Moving Averages: What are they and are they useful?
The moving average is one of the most popular technical indicators available to market participants. It is calculated by averaging share prices over a specific period. As new data points become available, the oldest data is dropped from the calculation. The result is a constantly updating data series, that provides directional information about recent price action. This piece will focus on the 200-day moving average, in particular, the implications for investors when the market is trading beneath it.
The 200-day moving average
The 200-day moving average is seen by many as a good indicator of the strength of the trend of the overall market. Many market participants will use the 200-day moving average for directional analysis, stop loss determination, and position sizing. Simply, if a stock index is trading above its 200-day moving average, the trend is bullish and the market is moving higher, whereas an index trading below its 200-day moving average is chopping lower with more volatility.
Does the market really trade differently below its 200-day moving average vs when it is trading above it? Is there an increase in volatility?
Deep dive
For our investigation, let’s consider market volatility. We will use standard deviation as a measure of market volatility, with the ‘market’ proxy being the S&P/ASX200.
From January 1, 2000, until December 31, 2021, the annualised standard deviation of market returns is 16.1%. Now we split our standard deviation into 2 categories: a market that trades above the 200-day moving average and a market that trades below the 200-day moving average. We find the annual standard deviation of the ASX200 is 11.4% when trading above its 200-day moving average. This is compared to a standard deviation of 20.4% when trading below its 200-day moving average. While this simple calculation does have some issues*, there is clearly an expansion of volatility when the ASX200 trades below its 200-day moving average.

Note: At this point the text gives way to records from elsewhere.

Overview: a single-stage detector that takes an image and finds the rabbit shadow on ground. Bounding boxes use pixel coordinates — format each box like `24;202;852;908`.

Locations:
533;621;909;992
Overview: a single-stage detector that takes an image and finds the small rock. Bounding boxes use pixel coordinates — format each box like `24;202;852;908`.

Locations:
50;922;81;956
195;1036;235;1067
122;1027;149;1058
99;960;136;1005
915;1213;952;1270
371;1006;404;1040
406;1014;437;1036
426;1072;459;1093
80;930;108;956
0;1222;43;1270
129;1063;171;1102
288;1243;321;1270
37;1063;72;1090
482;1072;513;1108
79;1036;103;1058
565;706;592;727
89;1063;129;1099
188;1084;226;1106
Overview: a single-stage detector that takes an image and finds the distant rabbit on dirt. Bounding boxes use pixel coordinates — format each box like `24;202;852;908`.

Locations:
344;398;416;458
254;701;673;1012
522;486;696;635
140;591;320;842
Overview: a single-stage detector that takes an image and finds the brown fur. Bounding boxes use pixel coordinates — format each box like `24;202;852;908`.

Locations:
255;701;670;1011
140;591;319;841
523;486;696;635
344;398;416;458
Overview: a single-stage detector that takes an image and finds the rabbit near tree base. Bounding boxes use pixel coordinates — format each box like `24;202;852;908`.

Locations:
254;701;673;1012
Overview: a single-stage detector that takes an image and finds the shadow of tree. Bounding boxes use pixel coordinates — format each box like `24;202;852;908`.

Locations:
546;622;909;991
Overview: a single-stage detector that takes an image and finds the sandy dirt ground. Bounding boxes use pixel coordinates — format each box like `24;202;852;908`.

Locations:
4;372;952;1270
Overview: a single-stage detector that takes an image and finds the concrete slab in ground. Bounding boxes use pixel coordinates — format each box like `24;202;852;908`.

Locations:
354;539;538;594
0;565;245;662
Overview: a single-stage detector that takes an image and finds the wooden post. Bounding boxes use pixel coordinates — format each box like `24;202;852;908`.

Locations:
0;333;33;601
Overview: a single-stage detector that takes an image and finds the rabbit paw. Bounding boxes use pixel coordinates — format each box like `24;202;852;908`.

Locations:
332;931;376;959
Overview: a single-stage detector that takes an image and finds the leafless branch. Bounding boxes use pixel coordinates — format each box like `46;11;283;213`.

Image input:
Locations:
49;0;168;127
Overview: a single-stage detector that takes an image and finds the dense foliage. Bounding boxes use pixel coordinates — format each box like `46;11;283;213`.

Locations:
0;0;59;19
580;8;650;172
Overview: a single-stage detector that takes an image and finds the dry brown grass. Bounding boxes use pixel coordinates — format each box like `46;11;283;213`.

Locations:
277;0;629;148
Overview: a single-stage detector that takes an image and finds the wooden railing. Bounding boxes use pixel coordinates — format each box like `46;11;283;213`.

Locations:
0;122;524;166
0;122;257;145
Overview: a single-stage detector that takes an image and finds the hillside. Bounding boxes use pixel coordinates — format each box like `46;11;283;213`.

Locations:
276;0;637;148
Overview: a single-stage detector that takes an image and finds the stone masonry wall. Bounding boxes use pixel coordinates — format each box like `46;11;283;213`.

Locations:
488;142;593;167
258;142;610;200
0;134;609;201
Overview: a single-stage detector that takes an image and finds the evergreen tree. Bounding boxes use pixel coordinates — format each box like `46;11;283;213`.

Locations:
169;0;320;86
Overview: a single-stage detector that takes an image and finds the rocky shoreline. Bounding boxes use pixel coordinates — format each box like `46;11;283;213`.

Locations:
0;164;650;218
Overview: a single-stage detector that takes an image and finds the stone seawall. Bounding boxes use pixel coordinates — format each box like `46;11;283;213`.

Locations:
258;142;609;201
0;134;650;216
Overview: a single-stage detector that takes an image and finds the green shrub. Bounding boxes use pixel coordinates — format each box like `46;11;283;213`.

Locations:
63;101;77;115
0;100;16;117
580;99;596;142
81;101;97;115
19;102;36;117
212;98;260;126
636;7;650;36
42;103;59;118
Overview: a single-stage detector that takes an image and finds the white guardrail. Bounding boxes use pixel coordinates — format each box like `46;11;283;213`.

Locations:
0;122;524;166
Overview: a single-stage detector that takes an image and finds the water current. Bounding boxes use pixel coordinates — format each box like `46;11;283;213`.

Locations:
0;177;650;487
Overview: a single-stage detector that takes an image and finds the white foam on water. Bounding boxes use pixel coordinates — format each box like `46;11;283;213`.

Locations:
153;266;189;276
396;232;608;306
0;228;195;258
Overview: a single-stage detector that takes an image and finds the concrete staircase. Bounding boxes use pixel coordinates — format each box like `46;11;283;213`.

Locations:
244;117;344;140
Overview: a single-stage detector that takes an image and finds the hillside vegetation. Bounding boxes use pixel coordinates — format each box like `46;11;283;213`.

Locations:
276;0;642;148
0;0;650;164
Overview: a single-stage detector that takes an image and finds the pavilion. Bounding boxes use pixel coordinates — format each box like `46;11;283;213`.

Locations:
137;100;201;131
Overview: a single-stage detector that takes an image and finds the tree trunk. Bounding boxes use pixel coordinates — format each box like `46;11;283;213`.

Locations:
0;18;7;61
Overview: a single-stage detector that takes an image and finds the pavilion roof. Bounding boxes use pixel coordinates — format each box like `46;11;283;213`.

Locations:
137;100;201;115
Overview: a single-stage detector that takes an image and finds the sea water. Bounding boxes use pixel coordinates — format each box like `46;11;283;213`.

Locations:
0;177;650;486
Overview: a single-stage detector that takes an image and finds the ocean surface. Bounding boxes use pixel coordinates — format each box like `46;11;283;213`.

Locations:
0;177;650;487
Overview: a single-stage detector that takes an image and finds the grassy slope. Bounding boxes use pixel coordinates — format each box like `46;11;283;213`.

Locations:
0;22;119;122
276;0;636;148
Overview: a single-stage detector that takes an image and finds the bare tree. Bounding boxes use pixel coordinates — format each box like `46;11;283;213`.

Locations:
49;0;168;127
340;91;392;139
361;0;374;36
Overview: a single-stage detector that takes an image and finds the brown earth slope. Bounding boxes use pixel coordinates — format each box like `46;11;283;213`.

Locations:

Because of this expansion in volatility, a self-fulfilling prophecy is created. Market participants (fund managers, professional investors, wealth managers et cetera) know there is increased risk when the market is below its 200-day moving average. As a result, most decide to decrease exposure, allocate into shorter-term strategies, or increase hedging. This in turn means more selling and more volatility. Furthermore, systematic risk models such as Value at Risk (VaR) will show a portfolio carrying more risk as volatility increases. This will lead to deleveraging as theoretical risk moves outside an investor or portfolio manager’s risk tolerance. Again, the natural result of deleveraging is more selling pressure on the market.
Lessons
Taking all of this into consideration, here are five things investors can do to manage a portfolio more effectively when the market is trading below its 200-day moving average:
1. Reduce position size
When volatility expands, smaller positions have the same profit potential as the positions which were larger when the market was trading above its 200-day moving average. For example, if the average daily trading range on a given index has doubled from 1% to 2%. Trading half the size has the same profit potential due to the increased swings in the market. It also means your downside risk has been reduced by decreasing your position sizing.
2. Adjust time frame
It becomes more difficult to have a high conviction long-term investment thesis when volatility is elevated. Even if the thesis is valid, it can be a painful ride and aggressive drawdowns may have to be endured. Shortening your trade horizon will allow more conviction behind trades
3. Be open to trading short (if you have the ability to)
Taking short positions on themes that are counter-trend can be a useful way to add value in a volatile, declining market. A good example of this would be shorting airline/travel stocks during the covid crash. The travel industry was among those hits the hardest by restrictions and lockdowns, so they provided a good opportunity.
4. Define a maximum risk level
Before entering any trade, setting maximum risk levels will ensure excessive losses will not be suffered. Risk levels can be set by dollar amount or by the percentage of the account. It is important to remember to be disciplined with this approach – once the level is hit the position must be exited.
5. Remember markets are not linear
All investments or trades will not be profitable, and markets never go straight up or straight down. Keeping this in mind will allow investors to be in a better mental position to make clear, logical decisions when under stress.
*Since all market crashes take the index below its 200-day moving average, we are succumbing to an element of data selection bias. We are also not claiming this relationship is causal, meaning a cross below the 200-day moving average does not necessarily cause more volatility in the index.